Newer risk markers for sudden cardiac arrest are markers of inflammation like CRP, molecular markers like beta receptor subtypes, genetic markers in inherited arrhythmias and heart rate turbulence.

High-sensitivity CRP
C reactive protein (CRP) is a nonspecific marker produced by in liver in response to multiple inflammatory challenges. CRP levels were highly predictive in identifying SCD victims in the Physician Health Study with 22 071 participants. Risk increased independent of traditional markers of CAD.

Heart rate turbulence
Hear rate turbulence (HRT) is the physiological, bi-phasic response of the sinus node to PVC. It is a short initial acceleration followed by a deceleration. It is probably an autonomic baro-reflex in response to the brief disturbance of blood pressure caused by the PVC i. e., the low amplitude of the premature beat and the high amplitude of the ensuing normal beat. If autonomic control is intact, it responds with heart rate turbulence, if impaired, HRT is weakened or missing.
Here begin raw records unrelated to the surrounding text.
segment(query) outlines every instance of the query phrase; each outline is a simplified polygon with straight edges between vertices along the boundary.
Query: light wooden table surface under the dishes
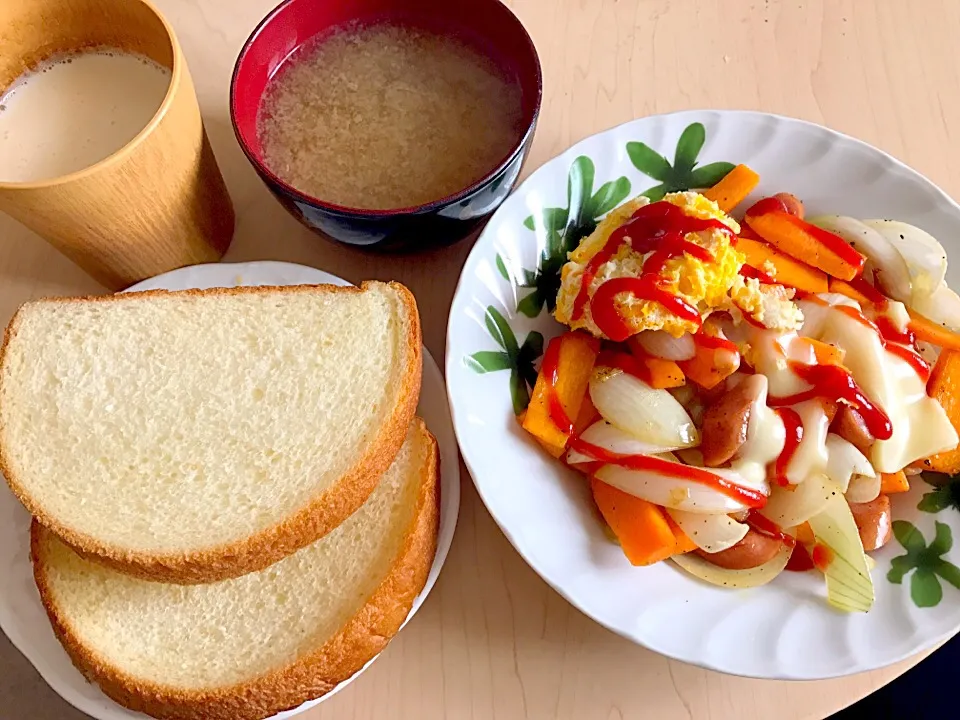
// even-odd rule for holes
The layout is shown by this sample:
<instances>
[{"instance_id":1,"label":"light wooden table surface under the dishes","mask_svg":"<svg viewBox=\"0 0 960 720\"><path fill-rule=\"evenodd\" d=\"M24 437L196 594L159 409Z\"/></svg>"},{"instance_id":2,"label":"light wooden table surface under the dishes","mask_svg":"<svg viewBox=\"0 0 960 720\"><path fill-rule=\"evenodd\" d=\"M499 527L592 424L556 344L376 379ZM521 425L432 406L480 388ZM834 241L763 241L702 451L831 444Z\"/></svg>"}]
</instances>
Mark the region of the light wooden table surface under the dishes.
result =
<instances>
[{"instance_id":1,"label":"light wooden table surface under the dishes","mask_svg":"<svg viewBox=\"0 0 960 720\"><path fill-rule=\"evenodd\" d=\"M230 127L240 45L274 0L156 0L183 44L237 208L227 260L304 263L351 281L397 279L416 294L424 340L442 361L447 312L470 241L391 258L336 247L261 186ZM689 108L793 115L855 135L960 196L956 0L515 0L536 42L544 101L525 172L586 135ZM956 121L955 121L956 122ZM0 215L0 321L46 294L102 292ZM442 364L442 362L441 362ZM527 567L479 501L463 504L440 581L417 617L357 682L302 717L819 719L919 658L823 682L708 672L636 647L571 607ZM0 715L85 717L0 636ZM16 708L14 710L13 708Z\"/></svg>"}]
</instances>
Two important parameters of HRT are turbulence onset and turbulence slope. Turbulence Onset (TO) is the percentage difference between the RR interval immediately following PVC and the RR immediately preceding PVC. Positive values indicate deceleration and negative values indicate acceleration. Turbulence Slope (TS) corresponds to the steepest slope of the linear regression line for each sequence of five consecutive normal intervals in the local tachogram.

Three categories of HRT have been described:

Category 0: Normal TO and TS
Category 1: Either TO or TS abnormal
Category 2: Both TO and TS abnormal

HRT category 2 was as powerful as left ventricular ejection fraction as a risk predictor of SCD in one study.

Composite index of cardiac autonomic function

A composite index of cardiac autonomic function is calculated by combining the parameters from HRT, HRV and BRS (TO and TS, BRS and SDNN) has been shown to be the strongest risk predictor of various combinations studied in a study.

EP testing

Inducibility of VT has been shown to predict mortality in patients with clinical presentation of VT event or syncope plus low ejection fraction (0.35) in the MADIT study. CAD patients with asymptomatic NSVT and EF 0.40 and inducible VT has been shown to predict mortality in MUSTT. The invasive nature of EP testing limits it widespread use. The prognostic power of EP testing among patients without a clinical arrhythmia event is unknown.